CHAPTER LXV.EDWARD H. HARRIMAN.

CHAPTER LXV.EDWARD H. HARRIMAN.

Edward H. Harriman was born on Long Island in 1848. His father was a clergyman, and the family in poor circumstances. At the age of fourteen he left school, and began his business career in a Wall Street house. Of an aggressive and masterful character, with a great capacity for hard work and the ability to master every detail, he rapidly forged ahead. At eighteen he became partner in a brokerage house; at twenty-two bought a seat on the New York Stock Exchange. In 1883 he was chosen a director of the Illinois Central Railroad Company, and four years later, when he became its vice president, he retired from the brokerage business, having amassed what was then considered a comfortable fortune. For a time, while President Fish was abroad, Mr. Harriman was acting president of the Illinois Central, and promptly put into execution his idea that the way to make a road pay was to put it in the best of physical condition, and thus attract traffic by the ability to handle it, rather than by cutting rates. This policy afterwards brought the Union Pacific up from a financial and physical wreck in 1893 to the most aggressive and progressive railroad corporation of the day, operating, together with the Southern Pacific, over 15,000 miles of road, besides controlling the Illinois Central, Chicago & Alton, and St.

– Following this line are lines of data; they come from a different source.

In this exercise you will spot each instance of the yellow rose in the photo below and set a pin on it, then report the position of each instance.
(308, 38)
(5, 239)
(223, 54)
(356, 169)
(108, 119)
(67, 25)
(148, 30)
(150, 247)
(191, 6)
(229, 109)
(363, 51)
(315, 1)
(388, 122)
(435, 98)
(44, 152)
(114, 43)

Joseph & Grand Island Railroad companies and the Pacific Mail Steamship Company, and owning large interests in the Baltimore & Ohio, New York Central, Atchison, Chicago & Northwestern, and Chicago, Milwaukee & St. Paul roads. Mr. Harriman and his associates were defeated in an attempt to obtaincontrol of the Northern Pacific in 1901, but the Union Pacific system benefited by this defeat, it is estimated, by about $60,000,000. The purchase of Northern Pacific in the open market forced the price of its stock up to $1,000 per share on May 9, 1901, causing the memorable panic of that date.